Let’s be honest. Once war has broken out, and in the face of an aggressor so powerful and so determined to kill, there are no good options. The debate on whether or not to supply weapons is a perverse dilemma. Either answer entails the death of thousands of people. I believe that anyone who has no doubts about this dilemma is unaware of the consequences of their position. The heated arguments we often hear are more conditioned by our own political disputes than by the needs of Ukraine.

In any case, the government and the people of Ukraine have every right to defend themselves as they see fit. And we have no right to judge the option they choose.

In practice, Russian aggression must be met with an array of strategies, of which the military approach is only one. The international community prioritizes sanctions and has not given up on diplomacy. The Ukrainian people themselves are confronting the occupying forces with multiple initiatives of nonviolent resistance: unarmed civilians are stopping war convoys, seizing tanks or engaging in heated confrontations with soldiers of the occupying forces. Nonviolent actions will not stop the invasion, but they do provide morale and courage to the resistance, and international support and admiration. In the long run, civil disobedience against the occupying forces will make Russian control unsustainable. It thus become a fundamental tool to compensate for the imbalance of power vis-à-vis Russia’s military might.

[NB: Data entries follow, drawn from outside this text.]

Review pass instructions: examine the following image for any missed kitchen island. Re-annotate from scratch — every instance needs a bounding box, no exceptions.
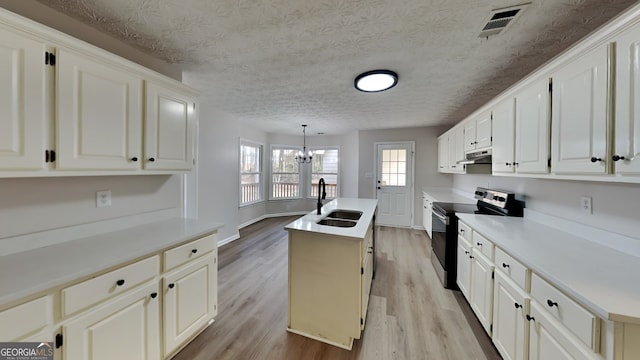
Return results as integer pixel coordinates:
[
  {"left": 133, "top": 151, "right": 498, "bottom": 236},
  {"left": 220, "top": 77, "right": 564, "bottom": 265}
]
[{"left": 285, "top": 198, "right": 377, "bottom": 350}]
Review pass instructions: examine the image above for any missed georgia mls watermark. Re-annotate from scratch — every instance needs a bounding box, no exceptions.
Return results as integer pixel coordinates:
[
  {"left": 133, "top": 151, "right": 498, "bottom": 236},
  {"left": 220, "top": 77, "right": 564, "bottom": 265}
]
[{"left": 0, "top": 342, "right": 53, "bottom": 360}]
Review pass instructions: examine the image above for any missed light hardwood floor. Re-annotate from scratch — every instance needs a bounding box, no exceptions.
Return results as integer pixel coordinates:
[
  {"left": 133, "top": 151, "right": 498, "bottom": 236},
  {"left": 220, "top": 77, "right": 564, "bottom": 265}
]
[{"left": 174, "top": 217, "right": 500, "bottom": 360}]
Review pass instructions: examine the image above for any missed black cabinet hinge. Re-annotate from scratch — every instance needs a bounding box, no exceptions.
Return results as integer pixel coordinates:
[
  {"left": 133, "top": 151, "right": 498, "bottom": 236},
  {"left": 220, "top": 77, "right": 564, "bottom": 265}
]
[
  {"left": 44, "top": 51, "right": 56, "bottom": 66},
  {"left": 44, "top": 150, "right": 56, "bottom": 163}
]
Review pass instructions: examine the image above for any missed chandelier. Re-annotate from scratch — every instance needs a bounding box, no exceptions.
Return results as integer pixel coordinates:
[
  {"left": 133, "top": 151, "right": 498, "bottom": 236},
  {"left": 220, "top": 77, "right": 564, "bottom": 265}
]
[{"left": 296, "top": 125, "right": 313, "bottom": 164}]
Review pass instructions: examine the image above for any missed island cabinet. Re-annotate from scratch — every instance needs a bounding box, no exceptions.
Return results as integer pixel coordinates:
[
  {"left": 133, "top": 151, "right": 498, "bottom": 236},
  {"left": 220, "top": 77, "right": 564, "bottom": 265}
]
[{"left": 287, "top": 198, "right": 375, "bottom": 350}]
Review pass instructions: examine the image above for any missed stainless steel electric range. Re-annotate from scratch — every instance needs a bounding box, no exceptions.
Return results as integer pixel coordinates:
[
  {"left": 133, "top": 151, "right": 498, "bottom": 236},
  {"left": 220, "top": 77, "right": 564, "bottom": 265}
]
[{"left": 431, "top": 187, "right": 524, "bottom": 289}]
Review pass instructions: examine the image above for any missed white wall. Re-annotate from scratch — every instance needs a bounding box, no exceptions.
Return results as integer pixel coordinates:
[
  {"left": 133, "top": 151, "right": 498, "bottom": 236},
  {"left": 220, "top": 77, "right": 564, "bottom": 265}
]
[
  {"left": 358, "top": 127, "right": 453, "bottom": 226},
  {"left": 453, "top": 175, "right": 640, "bottom": 240}
]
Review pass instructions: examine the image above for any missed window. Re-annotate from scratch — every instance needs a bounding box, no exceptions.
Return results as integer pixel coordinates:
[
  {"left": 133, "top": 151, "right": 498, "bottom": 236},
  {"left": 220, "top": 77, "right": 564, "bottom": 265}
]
[
  {"left": 271, "top": 146, "right": 300, "bottom": 199},
  {"left": 240, "top": 141, "right": 263, "bottom": 206},
  {"left": 310, "top": 148, "right": 339, "bottom": 198},
  {"left": 381, "top": 149, "right": 407, "bottom": 186}
]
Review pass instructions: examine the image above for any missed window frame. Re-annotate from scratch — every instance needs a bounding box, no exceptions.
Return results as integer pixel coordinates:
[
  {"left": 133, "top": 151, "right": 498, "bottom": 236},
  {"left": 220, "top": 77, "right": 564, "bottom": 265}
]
[
  {"left": 269, "top": 144, "right": 304, "bottom": 201},
  {"left": 238, "top": 138, "right": 265, "bottom": 208}
]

There are also various ways for us to get involved in Europe demonstrating against Putin’s aggression, sending humanitarian aid, taking in refugees and supporting the Ukrainian community. Almost everyone knows someone of Ukrainian origin. It is time for fraternity, to spread our kindness. It is time to reach out, to listen, to share hugs. And this includes the Russian community in Europe, which is caught between their outrage at the aggression and anguish over their stigmatization.  It is essential to distinguish between the Russian regime and the Russian people and to avoid xenophobia. Putin is a dictator who violently suppresses any expression of protest by his own people.

Putin’s war is different from all the other wars we have known in our recent history. It is the first invasion of this magnitude in a country bordering the European Union. It is also the first time that a country has attacked another with this forcefulness, and without military provocation. And, above all, it is the first time that the aggressor threatens to use nuclear weapons. Ukraine is the direct victim of this aggression. But the social, economic and political impact extends beyond its borders and concerns us more than any other recent war.

The current response is bringing out the best in many people, organizations and countries.  Putin has the power of arms but Ukraine has the power of reason. Resistance to this war must also help us to build new consensuses and new synergies in order to stop the other wars being waged around the world, and to prevent new ones from breaking out.

Kristian Herbolzeimer, Director of ICIP.